In a study in which 15 patients with advanced chemotherapy-resistant colorectal cancer were given curcumin extract in capsular form daily for up to 4 months, the intake of 440 mg/day of turmeric capsule for 29 days resulted in a reduction of lymphocytic glutathione S-transferase (GST) activity by 59%. However, the same effect was not observed at higher doses and it was emphasized that 2.2 g/day of turmeric (containing 180 mg of curcumin), which is thought to be safe, may be given to the patients, but larger clinical studies should be performed 75). In another study conducted by Sharma et al. 76), 15 patients with advanced chemotherapy-resistant colorectal cancer were given 0.45 to 3.6 g of curcumin per day for up to 4 months and it was found that 3.6 g of curcumin significantly reduced inducible Prostaglandin E2 (PGE2) production by 62% and 57%, respectively in the blood samples on the 1stand 29thdays. In the study of Garcea et al. 77), curcumin capsules were given to individuals with colorectal cancer for 7 days (3.6 g/day, 1.8 g/day or 0.45 g/day) and the levels of M(1)G, which are adenomatous burden indicators, were found two and a half times higher in the malign tissue than the normal tissue. Curcumin sulfate and curcumin glucuronide were detected in the tissue of these patients. The result of the study showed that the daily dose of 3.6 g curcumin reduced M(1)G levels in malignant colorectal tissues but did not affect the cyclooxygenase-2 (COX-2) enzyme levels. Studies show evidence of effect of curcumin on colorectal cancer, however, more clinical studies are needed for clearer results on this subject.

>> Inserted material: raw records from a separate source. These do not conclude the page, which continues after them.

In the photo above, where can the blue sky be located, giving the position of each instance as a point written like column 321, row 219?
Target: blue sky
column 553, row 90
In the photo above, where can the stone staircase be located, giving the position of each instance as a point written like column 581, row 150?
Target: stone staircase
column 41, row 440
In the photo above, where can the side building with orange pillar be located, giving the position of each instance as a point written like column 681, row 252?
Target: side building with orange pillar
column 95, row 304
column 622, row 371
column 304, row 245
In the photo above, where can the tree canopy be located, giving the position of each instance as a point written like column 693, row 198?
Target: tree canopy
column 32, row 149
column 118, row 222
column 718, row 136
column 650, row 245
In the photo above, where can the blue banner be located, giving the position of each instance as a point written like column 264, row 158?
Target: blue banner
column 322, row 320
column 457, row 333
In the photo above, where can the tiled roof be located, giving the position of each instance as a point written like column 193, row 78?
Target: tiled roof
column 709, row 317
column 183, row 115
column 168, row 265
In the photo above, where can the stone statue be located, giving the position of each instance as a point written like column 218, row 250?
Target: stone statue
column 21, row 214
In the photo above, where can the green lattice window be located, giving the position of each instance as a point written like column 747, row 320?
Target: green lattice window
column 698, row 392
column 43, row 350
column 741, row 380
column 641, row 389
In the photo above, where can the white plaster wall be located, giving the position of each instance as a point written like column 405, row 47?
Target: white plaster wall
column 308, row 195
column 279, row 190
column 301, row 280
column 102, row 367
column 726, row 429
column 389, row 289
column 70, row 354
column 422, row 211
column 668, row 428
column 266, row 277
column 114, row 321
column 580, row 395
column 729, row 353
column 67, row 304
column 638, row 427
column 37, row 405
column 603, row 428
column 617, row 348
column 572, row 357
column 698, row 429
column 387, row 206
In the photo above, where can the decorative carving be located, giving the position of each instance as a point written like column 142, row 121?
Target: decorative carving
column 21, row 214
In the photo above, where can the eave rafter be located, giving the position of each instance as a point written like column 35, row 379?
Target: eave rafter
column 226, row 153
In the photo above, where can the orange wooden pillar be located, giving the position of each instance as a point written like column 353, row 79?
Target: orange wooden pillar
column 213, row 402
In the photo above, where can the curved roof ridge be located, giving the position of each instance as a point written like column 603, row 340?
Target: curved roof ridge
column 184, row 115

More recently, the safety and efficacy of curcumin in familial adenomatous polyposis was evaluated in a double-blinded randomized trial by Cruz-Correa et al. 78). In this study, 44 patients with familial adenomatous polyposis with at least five intestinal adenomatous polyps who had not undergone colectomy were included in this trial and were randomly allocated to two groups receiving either pure curcumin (3 g per day orally) or placebo for 12 months. The main outcome measures were the number and size of lower gastrointestinal tract polyps, which were assessed every four months for one year. At the end of the study, no significant difference was found in the mean number or mean size of polyps between the curcumin group and the placebo group. The adverse effects were very few, and not significantly different from the placebo group. These results show the low efficacy but high safety of oral curcumin at the administered dose in patients with familial adenomatous polyposis 79).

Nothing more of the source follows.